We have a field in mongo which is stored in old data as a string and new data as a uint, so I attempted to support that pattern by using UnmarshalBSONValue as such:
type MachineScoreType uint8
func (m *MachineScoreType) UnmarshalBSONValue(t bsontype.Type, b []byte) (err error) {
if len(b) == 0 {
*m = NOT_SET
return nil
}
if len(b) == 5 && b[0] == 1 && b[1] == 0 && b[2] == 0 && b[3] == 0 {
// Empty string case - bizarre what mongo passes us, but this is the empty string
*m = NOT_SET
return nil
}
if (b[0] == 0x0003 || b[0] == 0x000a || b[0] == 0x000b || b[0] == 0x000c || b[0] == 0x000d || b[0] == 0x000e) && len(b) > 4 {
// If this is a string machine score, it will be proceeded by a few NUL/whitespace chars
// e.g. ' offTopicScore'
// It also has a trailing space
// bytes hex before trimming: 0E0000006F6666546F70696353636F726500
s := string(b[4 : len(b)-1])
*m = MachineScoreTypeFromString(s)
} else {
// Otherwise, this is a uint8
*m = MachineScoreType(binary.LittleEndian.Uint16(b))
}
// Now we should have a uint8 - check to see if it's valid
if !m.IsValid() {
*m = INVALID_SCORE
return errors.WithStack(fmt.Errorf("'%s' (%X) is not a valid score type. valid choices: [%s]", string(b), b, strings.Join(machineScoreStrings, ", ")))
}
return nil
}
This works, but the fact that there are a range of control characters before a string (e.g. it could be 0x000a-0x000e) is confusing.

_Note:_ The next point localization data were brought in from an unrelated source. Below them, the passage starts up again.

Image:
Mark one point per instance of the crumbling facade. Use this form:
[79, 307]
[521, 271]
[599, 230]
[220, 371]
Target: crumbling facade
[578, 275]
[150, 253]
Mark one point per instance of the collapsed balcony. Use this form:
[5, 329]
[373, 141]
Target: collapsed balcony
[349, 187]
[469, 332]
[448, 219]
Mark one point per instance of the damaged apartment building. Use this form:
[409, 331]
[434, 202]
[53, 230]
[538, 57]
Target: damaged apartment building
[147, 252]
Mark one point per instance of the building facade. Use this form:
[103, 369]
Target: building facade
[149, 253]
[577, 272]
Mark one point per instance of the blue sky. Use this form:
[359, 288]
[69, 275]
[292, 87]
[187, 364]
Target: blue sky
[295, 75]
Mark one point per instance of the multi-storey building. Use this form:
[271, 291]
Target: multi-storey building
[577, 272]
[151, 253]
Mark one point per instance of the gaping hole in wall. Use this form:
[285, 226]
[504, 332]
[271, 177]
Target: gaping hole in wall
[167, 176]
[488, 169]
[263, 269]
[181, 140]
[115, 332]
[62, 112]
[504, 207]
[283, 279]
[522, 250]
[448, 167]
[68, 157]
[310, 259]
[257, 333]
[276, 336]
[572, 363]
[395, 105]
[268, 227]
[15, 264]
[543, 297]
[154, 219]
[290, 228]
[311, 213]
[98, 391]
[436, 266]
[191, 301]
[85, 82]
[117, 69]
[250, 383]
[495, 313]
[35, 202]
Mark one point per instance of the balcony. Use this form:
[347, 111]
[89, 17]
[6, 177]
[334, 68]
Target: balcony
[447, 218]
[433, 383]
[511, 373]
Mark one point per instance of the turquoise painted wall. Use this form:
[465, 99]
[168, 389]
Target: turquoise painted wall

With UnmarshalJSON
, a string is prefixed and suffixed with a "
.
First question - can you help me understand why there are different NUL/control chars before a string?
Second and most important question - how should I be doing this in a more standard way? Decoding either as an uint8 or a string? (note - I realize mongo stores uint16 rather than uint8, but just want to be clear about what we’re ultimately trying to get from the function.